Authentication
How Memo AI API keys work — creating them, using them, scopes, rate limits and security.
The Memo AI Developer API uses API keys (personal access tokens). One key authenticates both the REST API and the MCP server.
Creating a key
In the web app, open Settings → API & MCP and click Create key. You'll see the full key once — copy it immediately and store it somewhere safe.
Create API key- Keys start with the
mk_live_prefix. - Only the key's suffix (last few characters) is stored for display — the key itself is hashed (SHA-256) and never recoverable. If you lose it, create a new one.
- You can set an optional expiry date. After it passes, the key stops working.
Plan requirement
API & MCP access is available on Pro and Expert plans. Calls with a key on a plan
without API access return 403 api_access_denied.
Using a key
Send the key as a Bearer token in the Authorization header:
curl https://app.memoai.tech/api/v1/developer/transcriptions \
-H "Authorization: Bearer mk_live_your_key_here"Never put keys in the URL
Passing a key as a query parameter is rejected with 401. URLs leak into logs, browser
history and analytics — always use the Authorization header.
Scope: workspace-level
A key is bound to one workspace and acts on behalf of the member who created it:
- It can read and export transcriptions in that workspace only.

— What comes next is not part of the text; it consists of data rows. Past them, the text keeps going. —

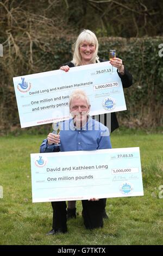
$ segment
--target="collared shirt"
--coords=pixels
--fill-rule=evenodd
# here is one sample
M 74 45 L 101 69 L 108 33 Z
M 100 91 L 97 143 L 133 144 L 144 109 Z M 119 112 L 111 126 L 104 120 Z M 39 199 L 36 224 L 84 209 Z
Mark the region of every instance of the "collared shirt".
M 91 117 L 81 129 L 74 126 L 72 119 L 61 122 L 61 152 L 111 148 L 108 129 Z M 54 144 L 48 144 L 46 139 L 41 145 L 40 153 L 53 152 L 55 149 Z

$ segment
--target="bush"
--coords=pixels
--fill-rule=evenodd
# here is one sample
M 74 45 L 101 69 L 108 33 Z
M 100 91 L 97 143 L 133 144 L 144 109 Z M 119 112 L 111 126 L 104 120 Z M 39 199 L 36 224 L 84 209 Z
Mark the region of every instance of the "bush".
M 76 36 L 52 35 L 42 41 L 17 33 L 4 44 L 0 60 L 1 130 L 2 133 L 20 127 L 12 77 L 58 69 L 72 59 L 72 46 Z M 126 68 L 133 74 L 134 84 L 124 89 L 128 111 L 120 112 L 121 125 L 155 127 L 162 125 L 163 57 L 159 45 L 163 37 L 99 38 L 98 55 L 108 58 L 109 49 L 116 49 Z M 3 42 L 4 38 L 0 38 Z M 32 40 L 32 41 L 31 41 Z M 30 50 L 29 51 L 30 47 Z M 42 127 L 39 126 L 39 130 Z

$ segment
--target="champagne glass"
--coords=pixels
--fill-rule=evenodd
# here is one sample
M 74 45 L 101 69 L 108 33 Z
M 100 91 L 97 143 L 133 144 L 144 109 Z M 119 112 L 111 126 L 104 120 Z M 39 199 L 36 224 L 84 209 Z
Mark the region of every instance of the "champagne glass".
M 53 133 L 58 135 L 61 130 L 61 126 L 59 122 L 53 123 L 52 127 L 53 129 Z M 60 146 L 60 144 L 54 144 L 54 147 Z
M 115 50 L 110 50 L 109 51 L 109 60 L 111 60 L 114 58 L 116 58 L 116 53 Z M 113 66 L 112 66 L 112 72 L 113 72 Z

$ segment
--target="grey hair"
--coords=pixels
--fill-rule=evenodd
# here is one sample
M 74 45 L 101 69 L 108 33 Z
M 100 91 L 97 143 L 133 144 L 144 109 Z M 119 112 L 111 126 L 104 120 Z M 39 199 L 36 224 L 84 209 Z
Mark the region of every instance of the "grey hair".
M 72 92 L 69 99 L 69 108 L 70 108 L 71 107 L 72 101 L 74 99 L 77 99 L 79 100 L 86 100 L 88 106 L 89 107 L 90 107 L 90 103 L 89 99 L 87 97 L 86 93 L 85 93 L 85 92 L 84 92 L 83 90 L 77 89 L 77 90 L 75 90 Z
M 82 56 L 79 51 L 79 47 L 81 44 L 84 41 L 89 44 L 93 43 L 96 45 L 96 50 L 91 60 L 91 63 L 99 62 L 99 57 L 97 56 L 98 50 L 98 42 L 95 34 L 89 29 L 84 29 L 79 34 L 77 41 L 74 43 L 74 51 L 72 62 L 75 66 L 80 66 L 82 64 Z

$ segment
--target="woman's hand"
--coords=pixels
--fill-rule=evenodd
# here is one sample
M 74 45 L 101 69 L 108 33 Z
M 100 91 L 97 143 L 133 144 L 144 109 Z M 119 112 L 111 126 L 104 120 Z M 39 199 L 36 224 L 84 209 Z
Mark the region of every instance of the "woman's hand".
M 61 70 L 64 70 L 65 72 L 68 72 L 70 69 L 70 67 L 67 66 L 67 65 L 66 65 L 66 66 L 61 66 L 60 69 L 61 69 Z
M 114 58 L 110 60 L 110 64 L 116 68 L 120 73 L 124 72 L 124 65 L 122 64 L 122 59 L 119 59 L 118 58 Z
M 50 132 L 47 136 L 48 144 L 52 145 L 52 144 L 58 144 L 60 143 L 60 135 L 52 133 Z

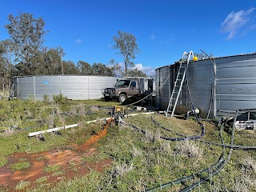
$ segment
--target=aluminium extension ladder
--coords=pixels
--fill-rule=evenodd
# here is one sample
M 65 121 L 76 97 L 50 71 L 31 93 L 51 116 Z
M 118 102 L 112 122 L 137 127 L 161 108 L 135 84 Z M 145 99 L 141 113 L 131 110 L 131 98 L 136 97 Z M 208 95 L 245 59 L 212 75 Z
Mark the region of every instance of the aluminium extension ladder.
M 183 53 L 182 58 L 180 60 L 180 66 L 178 68 L 176 81 L 174 82 L 174 86 L 169 101 L 169 105 L 166 110 L 166 117 L 174 116 L 175 108 L 178 101 L 178 98 L 182 90 L 182 85 L 185 80 L 185 77 L 186 75 L 187 66 L 190 62 L 191 55 L 194 58 L 194 54 L 192 50 L 190 50 L 189 54 L 186 54 L 186 52 L 185 51 Z

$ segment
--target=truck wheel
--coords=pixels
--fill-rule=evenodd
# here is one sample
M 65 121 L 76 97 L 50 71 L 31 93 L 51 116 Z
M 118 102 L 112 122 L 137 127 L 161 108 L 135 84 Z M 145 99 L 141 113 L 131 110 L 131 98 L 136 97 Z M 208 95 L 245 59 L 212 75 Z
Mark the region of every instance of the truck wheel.
M 127 99 L 127 97 L 125 94 L 119 94 L 119 102 L 124 102 Z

- Every member of a workspace can create their own keys.
- A workspace OWNER can see (and revoke) all keys in the workspace; other members see only their own.
- If the creating member loses access to the workspace, the key is automatically deactivated.
To work with multiple workspaces, create one key per workspace.
Rate limits
Limits are applied per key:
| Surface | Limit |
|---|---|
| Data endpoints (list / get / export / bulk) | 500 requests / minute |
| Key management (create / list / update / revoke) | 180 requests / minute |
Exceeding a limit returns 429 Too Many Requests. Back off and retry after a
short pause; don't hammer with automatic immediate retries.
Revoking a key
In Settings → API & MCP, delete a key to revoke it immediately. Any further request with
that key returns 401. Revocation can't be undone — issue a new key to restore access.
Security best practices
- Store keys as secrets — environment variables or a secrets manager, never in source control.
- One key per integration so you can revoke a single one without breaking the others.
- Set an expiry for short-lived or third-party use.
- Rotate periodically: create the new key, switch your integration over, then delete the old one.
- Scope down: use a dedicated workspace for an integration when it only needs a subset of data.